0

So I need to grab the numbers after lines looking like this

<div class="gridbarvalue color_blue">79</div> 

and

<div class="gridbarvalue color_red">79</div> 

Is there a way I can do a findAll('div', text=re.recompile('<>)) where I would find tags with gridbarvalue color_<red or blue>?

I'm using beautifulsoup.

Also sorry if I'm not making my question clear, I'm pretty inexperienced with this.

nhahtdh
  • 55,989
  • 15
  • 126
  • 162

2 Answers2

1

class is a Python keyword, so BeautifulSoup expects you to put an underscore after it when using it as a keyword parameter

>>> soup.find_all('div', class_=re.compile(r'color_(?:red|blue)'))
[<div class="gridbarvalue color_blue">79</div>, <div class="gridbarvalue color_red">79</div>]

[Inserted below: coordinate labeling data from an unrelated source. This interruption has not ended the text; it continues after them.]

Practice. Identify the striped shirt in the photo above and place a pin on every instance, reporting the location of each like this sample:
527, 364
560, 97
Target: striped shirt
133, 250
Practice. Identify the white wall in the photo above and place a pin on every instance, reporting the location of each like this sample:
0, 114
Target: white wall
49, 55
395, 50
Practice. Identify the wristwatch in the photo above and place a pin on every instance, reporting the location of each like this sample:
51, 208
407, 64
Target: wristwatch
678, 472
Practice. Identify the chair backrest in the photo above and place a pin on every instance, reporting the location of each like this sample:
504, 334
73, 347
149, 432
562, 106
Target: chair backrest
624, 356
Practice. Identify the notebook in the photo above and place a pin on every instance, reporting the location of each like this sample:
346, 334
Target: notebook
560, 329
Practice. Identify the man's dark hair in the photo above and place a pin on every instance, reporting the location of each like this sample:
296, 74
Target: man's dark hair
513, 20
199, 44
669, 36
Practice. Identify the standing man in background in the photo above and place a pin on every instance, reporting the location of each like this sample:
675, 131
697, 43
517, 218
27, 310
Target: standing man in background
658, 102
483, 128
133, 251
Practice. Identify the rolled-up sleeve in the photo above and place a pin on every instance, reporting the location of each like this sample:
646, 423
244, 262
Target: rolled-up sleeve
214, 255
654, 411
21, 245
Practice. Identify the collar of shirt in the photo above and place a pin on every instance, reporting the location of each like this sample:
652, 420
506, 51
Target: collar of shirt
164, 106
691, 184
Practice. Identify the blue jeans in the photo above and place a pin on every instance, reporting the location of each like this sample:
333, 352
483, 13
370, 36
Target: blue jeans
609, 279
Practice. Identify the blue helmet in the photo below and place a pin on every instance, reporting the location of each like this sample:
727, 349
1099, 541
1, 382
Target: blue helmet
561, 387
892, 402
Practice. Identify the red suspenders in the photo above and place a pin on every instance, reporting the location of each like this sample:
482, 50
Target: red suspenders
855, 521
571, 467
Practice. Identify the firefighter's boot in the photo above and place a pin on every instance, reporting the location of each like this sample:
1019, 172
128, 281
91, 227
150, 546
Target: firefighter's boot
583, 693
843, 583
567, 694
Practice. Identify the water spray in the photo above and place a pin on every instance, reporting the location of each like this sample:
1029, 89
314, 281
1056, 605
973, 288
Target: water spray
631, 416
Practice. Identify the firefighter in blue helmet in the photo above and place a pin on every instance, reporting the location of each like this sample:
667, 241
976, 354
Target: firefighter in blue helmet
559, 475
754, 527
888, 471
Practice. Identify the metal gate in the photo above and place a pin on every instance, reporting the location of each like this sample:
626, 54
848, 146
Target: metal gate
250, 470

To also match the text, use

>>> soup.find_all('div', class_=re.compile(r'color_(?:red|blue)'), text='79')
[<div class="gridbarvalue color_blue">79</div>, <div class="gridbarvalue color_red">79</div>]
Peter Gibson
  • 19,086
  • 7
  • 60
  • 64
0
import re
elems = soup.findAll(attrs={'class' : re.compile("color_(blue|red)")})
for each e in elems:
    m = re.search(">(\d+)<", str(e))
    print "The number is %s" % m.group(1)
Andrew Luo
  • 919
  • 1
  • 5
  • 6